Papai Noel, Jesus e o crepúsculo moral das festinhas de amigo secreto

Todos os anos, em dezembro, a encrenca se repete: a turma do PJ – Partido de Jesus – entra em conflito com a do PPN – Partido do Papai Noel. O pessoal do PJ defende o “verdadeiro sentido do Natal”. Há duas alas no PJ, como em todos os partidos que se prezem: radicais e moderados. Os radicais querem acabar com os símbolos do que chamam de “ideologia maléfica do Papai Noel”: árvores de Natal e os bonecões do velhinho colorado, sorridente, que, para eles, seria uma espécie de avô enrustido do Chucky, o brinquedo assassino. Haveria um complô internacional valendo-se da figura do Papai Noel para organizar um golpe cultural de estado que tiraria de Jesus o poder que ainda lhe resta nas semanas de dezembro que antecedem o Natal.

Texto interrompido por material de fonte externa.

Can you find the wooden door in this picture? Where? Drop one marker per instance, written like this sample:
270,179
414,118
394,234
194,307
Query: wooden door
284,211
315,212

A posição dos moderados do PJ e do PPN é substancialmente a mesma: são a favor da centralidade de Jesus, mas admitem a moralidade do aquecimento das vendas no período de Natal para proteger consumo e empregos: “Natal é aniversário de Jesus. A centralidade é do festejado. Os cristãos não são contra o consumo nem contra o comércio: são contra o consumismo”. Por razões de caridade, recomendam ao velhinho acalorado – pela ausência de adaptação cultural de um traje de inverno ao verão – o uso de bermudas e mangas curtas.

“Natal é festa de Jesus, Papai Noel é coadjuvante”. Em Tubarão, além dos papais-noéis, há, também, pela cidade, alguns belos e grandes presépios, representativos do Natal. Papai Noel não é símbolo de origem pagã, como pensam os radicais. Sua origem é São Nicolau (Turquia, séc. 6), festejado dia 6 de dezembro, bispo benemérito que costumava presentear por ocasião do Natal. Presentear é coisa boa, mas para presentear precisamos, antes, comprar os presentes. E é aí que o comércio de presentes desenvolve-se no Natal. O comércio gera empregos, salários e, também, dízimo para as igrejas.

O problema é o consumismo, que é o consumo pelo consumo, sem amor, vício mais moral (cultural) do que econômico dos que buscam a felicidade profunda lá onde se encontra apenas a felicidade rasa.
Natal é tempo de amor, mas de amor verdadeiro, gratuito, bem diferente da tortura representada pelas festinhas de amigo secreto. Cresce a cada Natal o número de traumatizados pelas festinhas de amigo secreto: “Comprei um presente de 50 reais e ganhei um troço no valor de 1,99!”, reclamava o insatisfeito, surtando, enquanto era recolhido ao manicômio.

“Faltou um participante, e fiquei sem presente”, reclamava outro, frustrado, entre lágrimas contidas. Não há garantias de par conditio (iguais oportunidades) nas festas de amigo secreto, por mais que alguns expliquem antecipadamente o valor em torno ao qual deveria girar o preço do presente. Contratos registrados no cartório ajudariam a diminuir a tensão pré-festa. O criador das festas de amigo secreto é desconhecido, por razões de coerência com o espírito do jogo, e para salvaguardar a integridade física do seu criador. Não existe liberdade de dissenso no caso de tais festas. Elas são obrigatórias, anulam a liberdade sagrada de oposição.

Os ministérios da justiça e da saúde deveriam impor um limite máximo de duas festinhas de amigo secreto por Natal, já que pesquisas com cobaias demonstraram que os surtos psicóticos ocorrem mais a partir da terceira rodada de adivinhações: “O meu amigo secreto é branquinho, tem a cola fininha…”. Os ratos não aguentaram: quebraram o vidro do laboratório e fugiram jogando petecas de queijo no cientista. Um rato mais erudito, que aprendeu a digitar (“Até os ratos usam mouse”, foi o título de sua tese), explicou, por e-mail, do exílio, que agulhadas com remédios estranhos eram peixe-pequeno comparadas à tortura psicológica representada pelo estresse das adivinhações das rodadas de amigo secreto. “Somos ratos, não somos bestas”, concluiu o anárquico ratinho, propondo o fim imediato das rodadas de adivinhações produzidas em linha de montagem pela institucionalização natalina das festinhas de amigo secreto.